Paisano abriu os olhos com tanta força que pensou que não poderia fechá-los novamente, nunca mais. Virou a cabeça na direção de Valéria, sem crer que aquilo pudesse ter acontecido, mas a pequena deu de ombros, corando feito um tomate. O pirata a segurou pela orelha, a levando a reboque para fora do prédio:

-Esse tempo todo você escondeu que tirou a adaga e o meu pagamento de dentro do prédio em chamas? - ele estava furioso, como nunca ficara antes.

A marinheira tentou se desvencilhar do aperto, mas estava com os pés quase flutuando na calçada e acabou dando a pior resposta que poderia:

-Pai, você nunca perguntou se eu os tinha pego! - paisano a soltou, o que não foi suficiente para parar as lágrimas inocentes que Valéria se pôs a verter, enquanto ficava encolhida na amurada do prédio. -Você saiu bebendo e aprontando feito um hierofante comilão das ilhas do sul, atropelando tudo pelo caminho, depois que a casa da Tia Maria prendeu fogo.

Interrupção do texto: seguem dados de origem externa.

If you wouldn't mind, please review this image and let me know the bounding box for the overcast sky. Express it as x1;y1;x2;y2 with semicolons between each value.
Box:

Depois começou a arrumar confusão na estalagem, foi posto para fora e desapareceu. Se não tivesse sumido eu não teria me metido em confusão, você teria o seu pagamento e a adaga e nenhuma de nós estaria usando esse chapéu ridículo!

Paisano respirou fundo e sentou ao lado da pequena, assumindo sua meia-culpa. Depois, aos poucos, deixou o orgulho de lado e a puxou para perto de si, colocando a cabeça careca sobre o seu colo.

Valda coçava o couro cabeludo sem parar por causa daquela lã quente e felpuda, sua testa estava tão vermelha quanto a touca, e ela se agachou procurando os olhos de Paisano:

-Não sei o que deu em mim, eu vi aqueles palhaços e soube que iriam nos matar, então tudo ficou preto e  quando voltei a mim estava dentro daquela cela! Paisano, me desculpe!

-Não peça desculpas, sou um tolo idiota! -e foi secando algumas lágrimas que insistiam em sair. - nós vamos recuperar nossas coisas, sempre dou um jeito, não é? -e deu uma olhadela para a pequenina, com um pequeno sorriso de perdão mútuo.

Maria os aguardava mais adiante, fazendo sinal para se juntarem a ela, distante dos muros do xerifado.

-Vamos lá, sua tia está chamando. - disse condescendendo e esfregando as costas da pequenina. - vai ficar tudo bem. 

E foram levantando ao som dos sinos, que balançavam de um lado para outro, na ponta grande e torta dos ridículos chapéus em cone.